People clearly want to increase our Google ranking. I've done this on some projects, here are some initial thoughts.

1. Pick one page to promote

I think qpid.apache.org is the page to promote. The links we create to promote the site should all point to this one page.

2. Decide which Google searches we care about

"Apache Qpid" - given our URL, this is particularly easy
"AMQP", "AMQP C++", "AMQP Python" - we can probably do well on searches like these without too much effort "Enterprise Messaging" - lots and lots of competition here, with long established pages and big marketing departments.

It's best to pick a small number of searches we think people will really do.

3. Create meaningful links to our page from existing, meaningful content

It often works best to have pages lower down all point to a single high level page, and to have as many meaningful links among the pages of the site as is reasonable for human users - Google appreciates these links as well.
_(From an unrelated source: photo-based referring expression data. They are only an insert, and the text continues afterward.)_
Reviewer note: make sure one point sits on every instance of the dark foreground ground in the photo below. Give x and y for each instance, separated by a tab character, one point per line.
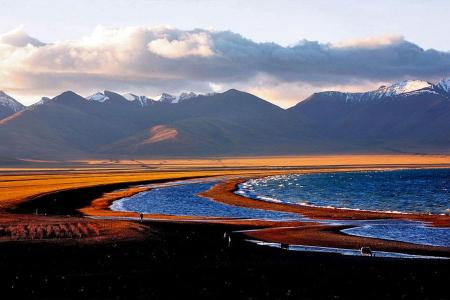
194	262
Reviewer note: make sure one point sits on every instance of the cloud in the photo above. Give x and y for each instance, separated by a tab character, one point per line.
152	60
371	42
19	38
197	44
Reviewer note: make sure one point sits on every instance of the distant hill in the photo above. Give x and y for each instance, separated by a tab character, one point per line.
410	116
8	105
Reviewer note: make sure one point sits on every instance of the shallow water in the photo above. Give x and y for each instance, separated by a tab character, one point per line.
349	252
421	191
182	200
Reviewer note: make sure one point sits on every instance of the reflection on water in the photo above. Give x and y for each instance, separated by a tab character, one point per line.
180	198
423	191
350	252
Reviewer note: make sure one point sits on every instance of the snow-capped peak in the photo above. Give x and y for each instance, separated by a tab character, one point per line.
444	84
168	98
10	102
142	100
43	100
98	97
404	87
185	96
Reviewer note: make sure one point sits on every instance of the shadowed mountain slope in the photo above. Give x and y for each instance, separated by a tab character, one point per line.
410	116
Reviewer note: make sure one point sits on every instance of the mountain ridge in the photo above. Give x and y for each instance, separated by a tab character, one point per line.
404	117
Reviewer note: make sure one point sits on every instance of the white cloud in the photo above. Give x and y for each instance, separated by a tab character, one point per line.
196	44
152	60
371	42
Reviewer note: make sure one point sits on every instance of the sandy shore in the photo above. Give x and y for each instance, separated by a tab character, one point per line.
75	248
224	192
89	198
298	233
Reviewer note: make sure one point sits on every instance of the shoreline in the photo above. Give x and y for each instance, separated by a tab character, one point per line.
288	232
100	197
225	193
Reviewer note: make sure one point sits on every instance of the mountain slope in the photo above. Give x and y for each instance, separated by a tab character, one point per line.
409	116
406	117
8	105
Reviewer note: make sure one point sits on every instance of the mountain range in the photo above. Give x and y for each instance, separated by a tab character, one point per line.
407	117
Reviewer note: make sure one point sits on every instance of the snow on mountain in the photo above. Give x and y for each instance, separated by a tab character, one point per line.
399	89
98	97
186	96
42	101
444	84
10	102
142	100
404	87
167	98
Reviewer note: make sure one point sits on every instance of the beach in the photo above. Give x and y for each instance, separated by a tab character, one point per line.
133	258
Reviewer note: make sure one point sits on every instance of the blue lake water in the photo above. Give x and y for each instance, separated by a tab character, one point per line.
182	200
422	191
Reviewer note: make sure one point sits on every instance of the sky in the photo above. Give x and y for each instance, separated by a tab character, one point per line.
279	50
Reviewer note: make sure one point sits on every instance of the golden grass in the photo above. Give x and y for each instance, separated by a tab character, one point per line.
19	184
If the links aren't useful for humans, leave them out. Google tries to do what is right for humans, and they actually punish sites that look like they are playing games to hack Google.

Google likes links from content clearly related to the search term, to content clearly related to the search term, where the link seems to make sense. Tightly linked clusters of pages tend to do best on this. We want these links to leverage the search terms in text, titles, or directory names.

3. a. Doxygen

As a first step, I've modified the headers for C++ Doxygen so that it (1) links to the Qpid home page, and (2) uses the term AMQP in the link. I'll check this in soon, and we can add this to our site.

3.b. Mailing list archives

We could also add similar links to the html generated for our mailing list archives, so that a header or a footer in each message, or perhaps each table of contents page, or both, points to the home page.

If anyone wants to put links to the qpid home page in signatures they use to post to other lists, that's great too. Especially if you post to lists related to AMQP, that will convince Google that we're interesting.

3.c. Pydoc

I'll be generating html for pydoc, and I'll see about putting links into these as well.

3.d. Wiki pages

Headers and footers on Wiki pages would also be useful. Again, there are a lot of pages with the right content, we want it pointing to us.

Other low hanging fruit?

4. Avoid trying to hack Google!

If Google thinks you are trying to hack them, they can actually throw you out altogether for a period of time, and your pages will take a long time to recover from that. Use meaningful, reasonable links.

5. Be patient

It takes time to see how well your optimizations are working. At least days or weeks to see early results, months to rise to more choice positions. Google reranks things slowly to discourage lots of hacking.